Pesquisei na internet por nomes de personagens de diferentes etnias, além de autores e ilustradores que conhecia como professora. Eu li as críticas. Pesquisei o nome de algumas mulheres negras famosas e busquei livros a respeito delas. Saí em busca dos vencedores do prêmio Coretta Scott King Book Awards e do prêmio da fundação Ezra Jack Keats, que publicou em 1962 um dos primeiros livros infantis com personagens multiculturais: “The Snowy Day”.

Os efeitos da adição desses livros à nossa coleção foram imediatos. Quando minha filha viu um ônibus espacial em uma propaganda ela disse: “Ah! Foi a Mae que fez isso”, se referindo a Mae Jemison, a primeira afro-americana a viajar para o espaço.

Ela me disse que era como Wangari Maathai, a vencedora no Prêmio Nobel da Paz, porque “quando as árvores estavam quebradas, ela plantou novas árvores. E eu também adoro árvores”.

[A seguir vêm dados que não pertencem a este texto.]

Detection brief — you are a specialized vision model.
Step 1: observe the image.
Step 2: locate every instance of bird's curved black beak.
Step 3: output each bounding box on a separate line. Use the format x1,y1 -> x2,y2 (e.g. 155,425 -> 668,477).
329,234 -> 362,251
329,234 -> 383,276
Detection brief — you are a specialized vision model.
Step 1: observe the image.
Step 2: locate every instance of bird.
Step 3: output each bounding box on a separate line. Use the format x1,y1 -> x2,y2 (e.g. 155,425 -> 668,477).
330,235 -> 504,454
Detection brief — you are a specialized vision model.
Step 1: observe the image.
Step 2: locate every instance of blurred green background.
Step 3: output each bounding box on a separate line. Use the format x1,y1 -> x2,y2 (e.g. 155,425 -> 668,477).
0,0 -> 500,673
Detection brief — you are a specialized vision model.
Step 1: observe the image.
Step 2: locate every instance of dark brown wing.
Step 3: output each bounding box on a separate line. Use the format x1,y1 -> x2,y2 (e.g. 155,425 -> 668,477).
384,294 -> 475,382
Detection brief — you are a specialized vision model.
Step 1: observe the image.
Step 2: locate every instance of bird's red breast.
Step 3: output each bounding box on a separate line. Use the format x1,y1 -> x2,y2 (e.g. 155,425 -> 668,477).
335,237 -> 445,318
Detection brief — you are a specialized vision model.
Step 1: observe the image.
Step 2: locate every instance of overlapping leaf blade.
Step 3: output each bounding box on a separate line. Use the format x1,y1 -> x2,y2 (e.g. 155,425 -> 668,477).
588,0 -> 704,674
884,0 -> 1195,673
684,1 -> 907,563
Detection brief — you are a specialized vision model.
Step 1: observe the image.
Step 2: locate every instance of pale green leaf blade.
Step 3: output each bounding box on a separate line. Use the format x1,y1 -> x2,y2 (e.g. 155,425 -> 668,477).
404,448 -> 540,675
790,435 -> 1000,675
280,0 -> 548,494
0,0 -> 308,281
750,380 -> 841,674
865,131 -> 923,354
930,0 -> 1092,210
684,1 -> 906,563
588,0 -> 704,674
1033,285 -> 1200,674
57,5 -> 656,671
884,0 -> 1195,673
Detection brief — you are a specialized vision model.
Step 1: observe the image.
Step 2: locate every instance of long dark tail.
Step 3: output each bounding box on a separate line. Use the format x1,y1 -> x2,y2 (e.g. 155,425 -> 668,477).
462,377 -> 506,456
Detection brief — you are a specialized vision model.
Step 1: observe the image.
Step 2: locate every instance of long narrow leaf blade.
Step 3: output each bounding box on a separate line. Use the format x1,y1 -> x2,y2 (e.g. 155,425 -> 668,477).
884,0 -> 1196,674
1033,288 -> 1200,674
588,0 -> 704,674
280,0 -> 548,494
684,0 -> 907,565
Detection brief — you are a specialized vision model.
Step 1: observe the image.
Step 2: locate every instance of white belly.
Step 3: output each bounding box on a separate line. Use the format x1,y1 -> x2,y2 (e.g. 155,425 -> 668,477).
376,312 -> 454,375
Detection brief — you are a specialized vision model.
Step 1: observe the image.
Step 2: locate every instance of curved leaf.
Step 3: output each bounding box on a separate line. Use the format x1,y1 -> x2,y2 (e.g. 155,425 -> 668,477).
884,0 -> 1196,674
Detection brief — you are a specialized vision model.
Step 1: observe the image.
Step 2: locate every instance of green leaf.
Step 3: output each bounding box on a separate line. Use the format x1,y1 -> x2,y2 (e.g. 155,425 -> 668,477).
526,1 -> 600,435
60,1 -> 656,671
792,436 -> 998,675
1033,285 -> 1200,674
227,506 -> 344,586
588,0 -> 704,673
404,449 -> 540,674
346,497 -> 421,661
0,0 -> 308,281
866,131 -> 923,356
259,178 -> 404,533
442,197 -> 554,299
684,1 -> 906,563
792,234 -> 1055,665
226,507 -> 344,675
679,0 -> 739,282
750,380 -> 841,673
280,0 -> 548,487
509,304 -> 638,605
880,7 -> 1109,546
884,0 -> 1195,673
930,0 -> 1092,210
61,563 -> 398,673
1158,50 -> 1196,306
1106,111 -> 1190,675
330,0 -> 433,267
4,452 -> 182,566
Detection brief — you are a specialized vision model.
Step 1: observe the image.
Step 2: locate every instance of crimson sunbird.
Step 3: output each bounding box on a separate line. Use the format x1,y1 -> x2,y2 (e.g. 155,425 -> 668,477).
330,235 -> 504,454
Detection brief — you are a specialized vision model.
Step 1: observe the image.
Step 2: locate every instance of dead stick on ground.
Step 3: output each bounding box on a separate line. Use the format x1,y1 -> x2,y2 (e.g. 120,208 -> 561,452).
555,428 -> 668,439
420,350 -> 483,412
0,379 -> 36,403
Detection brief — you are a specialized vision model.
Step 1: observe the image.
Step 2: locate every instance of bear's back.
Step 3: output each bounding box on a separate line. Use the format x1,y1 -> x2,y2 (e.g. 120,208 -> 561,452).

Minha filha também se apaixonou por novos personagens. Jamaica, do interior americano. Jamela da África do Sul urbana. Elizabeti da Tanzânia rural. Ela adora o fato de terem tantos conflitos em comum: ficam tristes, fazem confusão, perdem sua boneca predileta.

Quando comecei, tudo o que queria era consertar as prateleiras soltas da estante de livros da minha filha. No final, instalei espelhos da sua realidade e esse reparo era muito mais necessário.

*Sara Ackerman é jornalista e professora de educação infantil na Etiópia.